Воронина махнула ей вслед, а когда мать подруги скрывалась за дверью, шепнула:
– Она очень за тебя переживает. Почему-то ей кажется, что Селезнев этими деньгами покупает ее согласие.
– Согласие на что и о какой сумме идет речь? – не выдержала Настя. – Мои отношения с Игорем – это наши дела. И не надо это ни с кем обсуждать… Я же не даю тебе советов, как вести себя с Максом.
– А я-то что? – растерялась подруга.
Настя посмотрела на нее и пожалела, что вообще пришла сюда. И вдруг подумала, что ведь это ее родной дом, который вдруг стал чужим, потому что здесь за ее спиной происходит нечто враждебное, чего она не ждет и вовсе не желает. Хуже всего, что в этом участвуют Светка – единственная близкая подруга, которой она, может быть, не всегда доверяла, но на которую все же могла иногда опереться, и мама – единственно родной и близкий человек. Тут она вспомнила, что теперь у нее есть Селезнев, и стало немного спокойнее, но все равно сердце грызла тревога. Потому что его не было рядом. Игорь исчезает внезапно, и пусть он уезжает или уходит куда-то ненадолго, но все же никогда не посвящает ее в свои планы.
Заходить в свой дом уже не было никакого желания, и она вернулась к калитке.

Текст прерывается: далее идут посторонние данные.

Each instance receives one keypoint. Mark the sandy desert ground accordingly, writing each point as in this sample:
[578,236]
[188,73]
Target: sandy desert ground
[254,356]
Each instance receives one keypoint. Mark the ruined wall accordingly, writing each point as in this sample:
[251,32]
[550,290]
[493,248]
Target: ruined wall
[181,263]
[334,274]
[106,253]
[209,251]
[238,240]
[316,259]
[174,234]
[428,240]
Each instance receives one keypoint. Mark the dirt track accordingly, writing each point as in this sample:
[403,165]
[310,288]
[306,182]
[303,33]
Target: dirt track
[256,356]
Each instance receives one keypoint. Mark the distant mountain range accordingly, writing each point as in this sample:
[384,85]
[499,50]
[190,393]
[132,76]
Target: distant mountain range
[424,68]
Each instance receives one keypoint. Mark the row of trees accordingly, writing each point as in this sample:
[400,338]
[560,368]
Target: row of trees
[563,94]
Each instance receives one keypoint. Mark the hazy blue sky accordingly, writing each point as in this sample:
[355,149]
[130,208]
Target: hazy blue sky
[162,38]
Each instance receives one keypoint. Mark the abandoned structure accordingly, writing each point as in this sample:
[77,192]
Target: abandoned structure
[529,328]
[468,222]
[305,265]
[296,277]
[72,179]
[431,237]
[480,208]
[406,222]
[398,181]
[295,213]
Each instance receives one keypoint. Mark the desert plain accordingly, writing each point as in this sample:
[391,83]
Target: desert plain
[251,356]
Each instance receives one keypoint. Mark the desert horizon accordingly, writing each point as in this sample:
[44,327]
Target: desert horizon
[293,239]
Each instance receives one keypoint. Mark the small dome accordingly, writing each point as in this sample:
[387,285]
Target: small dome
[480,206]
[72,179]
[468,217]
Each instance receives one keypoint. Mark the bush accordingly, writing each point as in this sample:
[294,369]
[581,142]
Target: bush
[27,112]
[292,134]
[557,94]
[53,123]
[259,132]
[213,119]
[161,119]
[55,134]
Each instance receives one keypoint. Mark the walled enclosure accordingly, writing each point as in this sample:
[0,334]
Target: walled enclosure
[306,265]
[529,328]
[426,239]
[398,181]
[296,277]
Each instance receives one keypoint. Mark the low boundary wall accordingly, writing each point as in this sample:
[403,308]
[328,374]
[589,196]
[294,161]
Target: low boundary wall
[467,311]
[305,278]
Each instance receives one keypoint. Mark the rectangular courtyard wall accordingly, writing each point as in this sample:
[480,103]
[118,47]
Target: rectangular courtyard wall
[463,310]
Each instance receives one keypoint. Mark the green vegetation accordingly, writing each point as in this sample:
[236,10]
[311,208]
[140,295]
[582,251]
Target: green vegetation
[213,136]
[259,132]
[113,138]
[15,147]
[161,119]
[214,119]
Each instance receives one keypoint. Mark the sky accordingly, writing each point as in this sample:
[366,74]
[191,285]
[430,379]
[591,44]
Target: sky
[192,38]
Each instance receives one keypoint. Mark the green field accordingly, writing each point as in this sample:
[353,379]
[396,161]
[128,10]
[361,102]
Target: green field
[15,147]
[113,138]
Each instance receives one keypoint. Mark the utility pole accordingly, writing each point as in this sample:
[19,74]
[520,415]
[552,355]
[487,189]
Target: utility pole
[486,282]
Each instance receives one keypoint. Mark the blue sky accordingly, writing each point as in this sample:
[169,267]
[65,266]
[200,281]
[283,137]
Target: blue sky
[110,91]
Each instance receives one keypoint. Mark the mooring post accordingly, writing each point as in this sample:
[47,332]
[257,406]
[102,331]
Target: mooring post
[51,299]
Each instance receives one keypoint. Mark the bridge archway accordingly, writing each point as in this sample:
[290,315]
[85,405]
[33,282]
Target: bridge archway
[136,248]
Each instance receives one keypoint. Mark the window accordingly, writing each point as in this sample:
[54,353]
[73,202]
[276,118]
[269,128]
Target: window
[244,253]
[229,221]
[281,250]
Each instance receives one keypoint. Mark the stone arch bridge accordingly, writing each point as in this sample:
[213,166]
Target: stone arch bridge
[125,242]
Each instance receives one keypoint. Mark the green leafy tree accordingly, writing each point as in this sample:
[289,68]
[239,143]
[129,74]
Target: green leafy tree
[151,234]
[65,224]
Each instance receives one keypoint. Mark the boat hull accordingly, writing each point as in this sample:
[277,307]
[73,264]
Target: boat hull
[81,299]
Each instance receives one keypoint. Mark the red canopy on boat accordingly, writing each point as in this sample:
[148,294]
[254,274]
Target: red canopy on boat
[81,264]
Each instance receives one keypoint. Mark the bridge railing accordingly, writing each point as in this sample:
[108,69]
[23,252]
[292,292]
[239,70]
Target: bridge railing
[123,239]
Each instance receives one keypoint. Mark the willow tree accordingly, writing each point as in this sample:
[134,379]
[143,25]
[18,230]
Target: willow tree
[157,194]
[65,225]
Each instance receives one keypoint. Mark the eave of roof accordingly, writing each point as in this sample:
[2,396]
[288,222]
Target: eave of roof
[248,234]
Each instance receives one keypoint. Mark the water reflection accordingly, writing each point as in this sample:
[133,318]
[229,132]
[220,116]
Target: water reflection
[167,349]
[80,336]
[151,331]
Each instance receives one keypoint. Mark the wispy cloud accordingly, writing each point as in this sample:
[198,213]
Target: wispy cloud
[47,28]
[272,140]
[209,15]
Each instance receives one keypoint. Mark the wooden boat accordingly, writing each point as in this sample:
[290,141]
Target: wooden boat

А подруга смотрела ей вслед, Настя спиной чувствовала ее взгляд и даже представляла выражение лица, но Светка не сказала ни слова, и только когда Стрижак уже толкнула калитку и собиралась выйти, крикнула:
– Завтра мать прилетает вместе со своим Майклом!
Настя почти не задержалась, обернулась на ходу и махнула рукой.
– Welcome.
Вышла на дорогу и все же услышала, как Воронина очень серьезно бросила ей вдогонку:
– Злая ты!
Анастасия брела к дому Иволги в окружении телохранителей, раздраженная тем, что сейчас произошло. Но ведь ничего не случилось, она ни с кем не поссорилась, ей никто не выговаривал за какие-то проступки, никто не смеялся над ее промахами, а значит, для переживаний нет оснований. То, что ее огорчает, находится внутри нее самой. Возможно, это разлука с Селезневым так действует, но ведь она ненадолго, скоро он вернется, а потому злиться не стоит.
Она вернулась в дом Селезнева, где было пусто и одиноко. Хотелось с кем-нибудь поговорить. Не с кем-нибудь, разумеется, а с Игорем, но его не было, и он не звонил. Тогда она сама решила позвонить. Уже набрала номер, но тут же сбросила вызов. И зачем-то стала вызывать Джессику. Та отозвалась не сразу, голос ее был сонным. Наконец, сообразив, кто звонит, писательница произнесла: «Загляни в почту, я тебе отправила кое-что интересное…»
Настя поднялась в пустую спальню, где нечего было делать, разве что заправить неприбранную постель, а потом сидеть в кресле у окна, за которым не было ничего интересного: над лесом летали сороки, и верхушки елей золотило солнце. Снова зазвонил телефон: на этот раз ее вызывал Селезнев. Она хотела сказать, что скучает и ей надо о многом с ним поговорить. Но, услышав короткую фразу, что он скоро освободится и подъедет, только спросила: «Могу я воспользоваться твоим компьютером, чтобы проверить почту?»
– Могла бы и не спрашивать, – ответил Игорь Егорович, – в кабинете на столе компьютер, когда надо, садись и работай. И вообще, это теперь твой дом: что хочешь, то и делай…
Но работать не хотелось, да и посланные Джессикой Стоун сообщения не интересовали. И все равно надо было как-то убить время. Настя посмотрела еще немного в окно, потом вышла из спальни, заглянула в кабинет, увидела рабочий стол и компьютер на нем. Вошла, осмотрелась. Она не бывала в этой комнате прежде. Показывая дом, Селезнев открыл перед ней дверь кабинета, но она успела увидеть лишь стеллажи с книгами. А теперь разглядела все подробно. Книги, несколько жестяных кубков с гравировками… Анастасия взяла один в руки и прочитала: «Победителю первенства города среди школьников в среднем весе»… Вернула кубок на место. Потом увидела фотографии на стене: увеличенный военный снимок, на котором возле орудия был запечатлен молодой офицер… Потом тот же офицер с двумя бойцами на краю поля, на котором можно было разглядеть подбитые танки. Изображение газетной полосы военного времени со статьей «И один в поле воин»… И здесь тоже была фотография отца Селезнева. Настя приблизилась, чтобы прочитать текст, но ее внимание отвлек свадебный снимок родителей Игоря Егоровича. Отец в военном кителе, на груди – ордена и медали, а к его плечу склоняет голову молоденькая и счастливая девушка… Настя вглядывалась в их лица, словно знакомясь с этими людьми… А когда отступила и едва повернула голову, увидела фотографию девушки – темноволосой, с челкой почти до самых глаз… Поняла, кто это. И сердце сжалось от жалости к ней, незнакомой и, вероятно, до сих пор любимой человеком, которого любит она сама.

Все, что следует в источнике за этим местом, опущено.